Cool trick but very hardware specific! IIRC there were even some early XT clones that didn’t use DMA in that way…
GBA game sales suffered terribly from bootlegs and piracy so I assume Nintendo decided to use this series to field-test various copy protection strategies without having to mess about with their main development kit for GBA games.
One of the problems with these anti-emulation strategies is that they eventually become counter productive. Some of the larger publishers I worked for over the years (EA, Activision, THQ etc) made quite a bit of money by selling packs of their “classic” titles decades after the originals were released. The one problem I saw time and again was trying to circumvent and disable our own copy protection years after the original team members had left. Should have just downloaded a warez’d copy and shipped that! :)
Now that is very interesting. If you ever write up your experiences about such things be sure to tip us off!
If you are interested there was the case of Ubisoft using a reloaded no-CD crack when they were having trouble with Rainbow Six Vegas 2 back in ’08.
http://www.bit-tech.net/news/gaming/2008/07/21/ubisoft-uses-reloaded-crack-as-patch/1
By the conversation used here I think people are confused by the article. The strange decisions used on the NES classic series (NOT on the original NES carts) was for copy protection. If you have a cart with a working NES emulator it becomes trivial to find the bit on the eeprom that contains the rom and swap it out for another game. If they hadn’t made programming for the cart’s emulator so cumbersome, 100s of carts with old nes games on them would have showed up on the black market. Even back then Nintendo was extremely protective of their back catalog.
This comment needs more attention. It is not the roms that were being protected (they were readily available at that time) but rather the emulator that was being protected. This is because one could easily modify a generic emulator cart to run any nes rom, which would allow a pirate to release hundreds of gba games based off of the library of available nes roms.
There’s already NES emulators for the GBA, have been for years before this.
Maybe because these carts are quite small (just the emu + like 32K or whatever of game cart), Nintendo’s programmers decided to try a few tricks just to see how they went. The carts weren’t bound to be great sellers anyway.

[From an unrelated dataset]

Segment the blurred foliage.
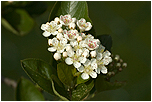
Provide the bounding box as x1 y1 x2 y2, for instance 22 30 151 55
1 1 151 101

Nintendo is still very protective of their back catalog, see Project AM2R for instance. :(
It is weird that they put so much effort into preventing the emulation of games whose NES counterparts were easily emulatable.
I doubt these are anti emulator or even copy protection tricks. First copy protection – do any of these stop you copying a rom?? Probably not. It seems the author has experience of writing an emulators but does he have experence of writing a game on GBA or NES? I mean I’ve written a little 8bit stuff and I did work in the GBA era on games too. My friends current 8bit game uses tons of tricks and self modifiying code to eek out every last bit of performance and ram, a side effect is his code gets more obfuscated.
Actually I see he has written something homebrew for the GBA, but it would be interesting to investigate each claim and see if there are other reasons you might do the trick, or hardware reasons.